Es decir, en estricto sentido, la santería no hace referencia a ninguna figura diabólica, entendida como entidades contrarias a un dios bondadoso, creador y omnipotente.
Sin embargo, esta imprecisión de Natanael Cano no es culpa suya. El intérprete de 22 años, originario de Hermosillo, Sonora, puedo inferir que creció en un contexto lleno de información y discursos acerca del narcotráfico llenos de morbo y hasta falsedades, desde mitos sobre la vida y obra de grandes capos del narcotráfico, hasta el mismo origen de la guerra contra el narcotráfico que azota a nuestro país desde el 2006.
¿Cuántos de nosotros no escuchamos en repetidas ocasiones acerca de narcotraficantes que realizaban ritos satánicos con los cuerpos decapitados? ¿Qué tan difícil puede ser confundir un culto a una deidad extranjera con las prácticas -si es que existieron- de una minoría dentro de un gran grupo criminal?
Y lo más importante ¿Por qué existen discursos generalizados en los cuales podemos asociar ciertas prácticas religiosas con el crimen organizado de manera acrítica y casi automática?
Una posible referencia para responder esta última pregunta la plantea Oswaldo Zavala en su libro Los Cárteles no existen: cultura y narcotráfico en México de 2018.
Para el autor, apoyado en los trabajos previos del sociólogo Luis Astorga, todo aquello que entendemos sobre los traficantes de drogas -en un sentido casi mitológico– es parte de un discurso gubernamental acerca del uso de la violencia hasta en un carácter simbólico por parte de los cárteles de las drogas en México y cómo ha permeado en la producción literaria, televisiva, periodística y musical en nuestro país y en Estados Unidos.
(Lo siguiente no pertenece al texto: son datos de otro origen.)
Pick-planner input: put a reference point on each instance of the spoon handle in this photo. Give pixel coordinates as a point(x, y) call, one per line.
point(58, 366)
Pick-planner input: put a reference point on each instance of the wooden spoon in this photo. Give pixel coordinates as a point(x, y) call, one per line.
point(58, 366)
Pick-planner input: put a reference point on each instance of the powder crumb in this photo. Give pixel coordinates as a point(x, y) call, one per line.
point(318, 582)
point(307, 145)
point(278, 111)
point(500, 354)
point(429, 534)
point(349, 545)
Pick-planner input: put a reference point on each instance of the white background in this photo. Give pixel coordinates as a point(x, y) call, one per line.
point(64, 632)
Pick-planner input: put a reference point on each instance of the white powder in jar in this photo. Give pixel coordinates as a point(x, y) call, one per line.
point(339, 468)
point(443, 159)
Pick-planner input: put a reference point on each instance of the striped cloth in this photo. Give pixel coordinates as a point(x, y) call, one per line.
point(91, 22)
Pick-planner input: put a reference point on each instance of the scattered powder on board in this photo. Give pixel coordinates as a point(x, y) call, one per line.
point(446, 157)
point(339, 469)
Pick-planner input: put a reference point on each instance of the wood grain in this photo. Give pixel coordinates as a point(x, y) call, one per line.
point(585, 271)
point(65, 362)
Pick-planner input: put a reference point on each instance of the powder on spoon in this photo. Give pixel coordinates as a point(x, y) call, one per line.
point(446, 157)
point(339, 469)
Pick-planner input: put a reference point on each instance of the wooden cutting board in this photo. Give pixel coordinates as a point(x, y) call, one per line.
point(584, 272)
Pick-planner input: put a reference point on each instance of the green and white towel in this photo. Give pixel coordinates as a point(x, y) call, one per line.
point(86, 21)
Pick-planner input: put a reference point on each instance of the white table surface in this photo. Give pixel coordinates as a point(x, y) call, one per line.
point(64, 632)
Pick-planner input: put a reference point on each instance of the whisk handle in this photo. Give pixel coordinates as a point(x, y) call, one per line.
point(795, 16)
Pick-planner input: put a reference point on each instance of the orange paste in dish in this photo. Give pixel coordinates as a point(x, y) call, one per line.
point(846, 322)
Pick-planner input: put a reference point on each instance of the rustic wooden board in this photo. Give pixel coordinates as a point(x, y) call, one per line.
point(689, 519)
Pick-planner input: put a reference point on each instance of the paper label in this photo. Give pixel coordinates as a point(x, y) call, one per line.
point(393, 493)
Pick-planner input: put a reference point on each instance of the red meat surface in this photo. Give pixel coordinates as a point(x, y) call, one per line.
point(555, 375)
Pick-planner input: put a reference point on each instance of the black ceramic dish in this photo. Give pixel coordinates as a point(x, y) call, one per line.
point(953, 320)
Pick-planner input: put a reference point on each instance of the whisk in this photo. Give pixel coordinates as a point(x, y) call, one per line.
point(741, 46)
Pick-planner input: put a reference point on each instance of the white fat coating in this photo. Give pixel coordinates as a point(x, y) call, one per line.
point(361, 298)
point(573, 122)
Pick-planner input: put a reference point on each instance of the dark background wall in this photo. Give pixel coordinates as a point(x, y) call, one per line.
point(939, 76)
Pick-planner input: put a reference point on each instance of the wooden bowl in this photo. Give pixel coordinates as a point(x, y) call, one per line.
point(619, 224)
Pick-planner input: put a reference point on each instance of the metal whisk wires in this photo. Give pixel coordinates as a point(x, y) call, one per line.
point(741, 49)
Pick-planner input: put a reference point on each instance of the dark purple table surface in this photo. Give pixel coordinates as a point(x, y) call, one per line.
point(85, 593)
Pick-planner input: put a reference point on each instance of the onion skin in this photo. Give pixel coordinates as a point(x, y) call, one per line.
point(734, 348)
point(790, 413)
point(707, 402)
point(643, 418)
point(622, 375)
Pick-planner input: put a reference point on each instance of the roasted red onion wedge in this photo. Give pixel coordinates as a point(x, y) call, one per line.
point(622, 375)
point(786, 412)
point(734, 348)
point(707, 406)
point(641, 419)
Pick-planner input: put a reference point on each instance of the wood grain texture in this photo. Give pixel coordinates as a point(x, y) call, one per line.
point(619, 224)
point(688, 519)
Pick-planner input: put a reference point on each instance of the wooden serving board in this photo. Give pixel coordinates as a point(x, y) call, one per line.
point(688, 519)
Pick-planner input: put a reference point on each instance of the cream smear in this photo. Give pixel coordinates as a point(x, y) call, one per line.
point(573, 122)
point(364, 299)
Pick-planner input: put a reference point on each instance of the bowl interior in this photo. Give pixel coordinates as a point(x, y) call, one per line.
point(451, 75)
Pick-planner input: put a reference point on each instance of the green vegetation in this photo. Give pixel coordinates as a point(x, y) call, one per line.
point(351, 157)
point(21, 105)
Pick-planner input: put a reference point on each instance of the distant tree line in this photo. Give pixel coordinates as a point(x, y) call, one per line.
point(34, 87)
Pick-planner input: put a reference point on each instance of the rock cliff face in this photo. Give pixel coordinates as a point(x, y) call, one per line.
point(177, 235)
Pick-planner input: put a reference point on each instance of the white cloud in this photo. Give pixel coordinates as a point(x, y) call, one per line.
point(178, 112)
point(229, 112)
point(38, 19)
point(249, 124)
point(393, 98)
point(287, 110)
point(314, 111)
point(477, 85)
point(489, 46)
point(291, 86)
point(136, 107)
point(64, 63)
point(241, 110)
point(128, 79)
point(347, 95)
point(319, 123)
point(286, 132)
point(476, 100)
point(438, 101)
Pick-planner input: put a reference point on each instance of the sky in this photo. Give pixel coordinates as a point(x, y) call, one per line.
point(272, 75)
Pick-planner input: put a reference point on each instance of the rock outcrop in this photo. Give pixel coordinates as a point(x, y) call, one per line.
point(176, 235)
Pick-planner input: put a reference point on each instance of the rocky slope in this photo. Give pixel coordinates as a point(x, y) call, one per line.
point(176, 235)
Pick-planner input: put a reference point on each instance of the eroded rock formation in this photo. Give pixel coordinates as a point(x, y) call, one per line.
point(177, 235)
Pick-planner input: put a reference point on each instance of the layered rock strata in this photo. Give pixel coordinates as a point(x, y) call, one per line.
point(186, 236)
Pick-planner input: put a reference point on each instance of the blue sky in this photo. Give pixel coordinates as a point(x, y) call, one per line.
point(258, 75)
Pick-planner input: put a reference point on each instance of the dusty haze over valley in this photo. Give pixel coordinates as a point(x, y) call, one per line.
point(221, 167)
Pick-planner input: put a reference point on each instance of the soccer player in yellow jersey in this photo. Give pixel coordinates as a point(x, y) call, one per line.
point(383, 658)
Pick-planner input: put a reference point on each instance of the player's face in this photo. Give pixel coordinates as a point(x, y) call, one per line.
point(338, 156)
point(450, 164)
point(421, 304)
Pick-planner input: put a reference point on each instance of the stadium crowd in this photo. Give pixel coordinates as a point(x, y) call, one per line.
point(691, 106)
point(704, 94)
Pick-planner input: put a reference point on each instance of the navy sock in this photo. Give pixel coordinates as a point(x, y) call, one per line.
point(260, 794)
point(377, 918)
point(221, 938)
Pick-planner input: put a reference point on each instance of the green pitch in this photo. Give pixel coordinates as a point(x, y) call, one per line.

Zavala plantea que casi todo lo que se ha escrito en torno al tráfico de drogas en México desde hace casi tres décadas carece de una crítica -en cualquier sentido- al discurso gubernamental planteado, que va desde la razón del combate del ejército mexicano a los supuestos cárteles de las drogas, hasta la indumentaria y accesorios que portan los capos sinaloenses y sonorenses. Dentro de este espiral de representaciones casi fabricadas a modo del modelo de seguridad interior de Felipe Calderón, podemos asumir que, si se hizo referencia a un narco satánico, los traficantes que usan collares de la religión Yoruba también pueden ser satánicos.
Estos discursos, llenos de prejuicios y apoyados por imágenes que oscilan entre la violencia exacerbada y el contraste de un joven precarizado que con el padrinazgo de un importante capo sale de la pobreza para acceder a un mundo lleno de lujos, son muy difíciles de identificar: parafraseando a José Ortega y Gasset, las personas podemos tener ideas, pero estamos inmersos en creencias.
Así, para una generación que mientras jugaba por las tardes en su casa escuchaba en las noticias sobre fosas clandestinas y operativos en lujosas fincas donde encontraban cabezas de animales y cantidades ingentes de dinero en efectivo, es fácil aceptar de manera automática y sin crítica alguna cualquier representación que se nos ofrezca, sin saber que estamos replicando no una producción cultural, sino un discurso oficialista.